И вот среди этих необозримых полчищ рабов в зеленой глуши Воронежской губернии оказался один маленький хохлик, Василько Никитенко, обладатель красивого дисканта. Учиться его отец отдал к дьячку. Наука тогда разделялась на четыре курса: азбука, часослов, псалтырь и письмо. После каждого курса учитель получал от ученика горшок каши, а родители, кроме условленной платы – рубль или два, – награждали его вязанкой бубликов или кнышем, т. е. сдобным, на сале, пшеничным хлебом. По субботам шалунов секли за их проказы, а не шалунов за те проказы, которые ими могут быть сделаны в будущем. Потом Василька отправили в знаменитую капеллу графа, в Петербург. Там он увидал жизнь и многому научился. Дискант его, однако, скоро пропал, и его возвратили «в первобытное состояние». Крепостное ярмо теперь стало ему особенно тяжко. Все его попытки выбиться в иное положение не приводили ни к чему. На беду природа одарила его горячим и нетерпеливым сердцем, которое страдало при виде неправды. Он пробовал быть и учителем, и писарем, и ходатаем по делам на провинциальном фирмаменте и терпел, как раб, всяческие заушения, нищету, ссылку и все, что полагается. В 1804 г. у Василька родился сын. Александр, мальчонка шустрый, толковый. Отец выучил его грамоте и вскоре тот попал даже в уездное училище. Мечтал он и о гимназии, но рабу и нищему там места не было. Он стал потихоньку – ибо это запрещалось законом – учительствовать и этим слегка кормиться. Потом попал он в секретари к одному генералу. Раз оригинал этот вынес Никитенке толстую тетрадь из чудесной веленевой бумаги и сказал:
– Вноси сюда все, что я буду говорить и приказывать, и сопровождай это своими замечаниями, не стесняясь…

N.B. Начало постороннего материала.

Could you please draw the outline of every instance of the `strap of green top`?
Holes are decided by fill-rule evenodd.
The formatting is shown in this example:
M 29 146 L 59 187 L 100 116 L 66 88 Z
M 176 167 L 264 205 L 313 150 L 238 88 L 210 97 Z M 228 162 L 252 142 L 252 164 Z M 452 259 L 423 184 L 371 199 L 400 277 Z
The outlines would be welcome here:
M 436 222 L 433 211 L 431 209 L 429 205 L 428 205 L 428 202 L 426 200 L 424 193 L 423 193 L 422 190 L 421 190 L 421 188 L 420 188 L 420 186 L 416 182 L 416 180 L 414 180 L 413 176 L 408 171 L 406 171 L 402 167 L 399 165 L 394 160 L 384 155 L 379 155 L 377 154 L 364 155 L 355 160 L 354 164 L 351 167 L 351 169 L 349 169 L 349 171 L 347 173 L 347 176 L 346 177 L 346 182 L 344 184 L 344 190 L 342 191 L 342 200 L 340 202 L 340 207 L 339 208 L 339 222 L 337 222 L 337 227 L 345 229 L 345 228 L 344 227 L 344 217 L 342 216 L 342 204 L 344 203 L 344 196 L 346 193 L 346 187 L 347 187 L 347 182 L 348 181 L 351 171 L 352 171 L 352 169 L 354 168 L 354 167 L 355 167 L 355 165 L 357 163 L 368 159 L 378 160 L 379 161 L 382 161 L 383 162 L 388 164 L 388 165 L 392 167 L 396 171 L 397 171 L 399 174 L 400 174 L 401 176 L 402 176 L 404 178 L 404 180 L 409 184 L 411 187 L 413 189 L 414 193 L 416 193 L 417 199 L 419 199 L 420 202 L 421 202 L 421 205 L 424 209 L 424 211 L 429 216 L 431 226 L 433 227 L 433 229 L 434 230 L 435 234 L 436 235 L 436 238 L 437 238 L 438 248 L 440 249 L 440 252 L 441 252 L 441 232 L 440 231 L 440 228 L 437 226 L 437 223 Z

В другой раз он отдал Никитенке – ему в это время не было и двадцати лет – начало своего сочинения «О славе и величии России» и приказал продолжать его. К сожалению, из совместных усилий их ничего не вышло.
Тут пошла по всей России мода на Библейские Общества. Во всех канцеляриях происходил сбор пожертвований на это дело. Чиновники писали по начальству бумаги, испещренные текстами из священного писания и полные благочестивых размышлений. Калмыцкий князь Тюмень сообщал Голицыну, что «соответствуя приказаний» он читает Библию и надеется заставить читать ее всю свою орду, но ректор астраханской семинарии удивлялся, что «многие калмыки, вероятно, по простоте понятий и невежеству не совсем охотно пользуются сим даром Всеблагого Бога». Это не мешало, однако, князю Голицыну заявить на годичном собрании Общества, что «экземпляры божественной книги, расходясь повсюду, торжествуют и в самой глуши дальних степей, и среди неизмеримых вод океанов…»
Молодой Никитенко попал секретарем в одно из провинциальных отделений модного Общества. Его речь на годовом собрании восхитила всех, была послана к князю А.Н. Голицыну, и Никитенко был вызван в Петербург. Князю он понравился, и князь решился добиться и свободы для талантливого хохлика, и возможности поступить в университет. Его владыка, молодой граф Д.Н. Шереметев, жил в Петербурге. Все его занятие состояло в том, что он «утопал в роскоши». Все в мире было ему противно. На знаменитую тогда танцовщицу Истомину он выбросил 300 000, но и Истомина осточертела до отвращения. В довершение всего он тяжко страдал бессонницей и потому был всегда хмур и устал… На него пошли атаки со всех сторон: просил за Никитенко не только влиятельнейший Голицын, но просили барыни, просили товарищи – кавалергарды, просил известный поэт, К.Ф. Рылеев. То, что у многих из этих защитников Никитенки были тысячи своих рабов, никого не смущало. Граф долго не сдавался: ему просто противен был этот шум из-за какого-то там паршивого хохла. Может быть, по своему тяжелому опыту молодой вельможа знал, как обманчивы те мирские блага, к которым рвался его крепостной. Атаки усилились. Ему просто проходу не давали ни в гостиных, ни в Зимнем Дворце, ни в собственном доме, и он, наконец, сложил оружие, дал Никитенке вольную, и молодой хохлик поступил, наконец, в университет. Он был до краев полон наивной веры в науку, в профессоров и в добро, которое они сеют со своих кафедр.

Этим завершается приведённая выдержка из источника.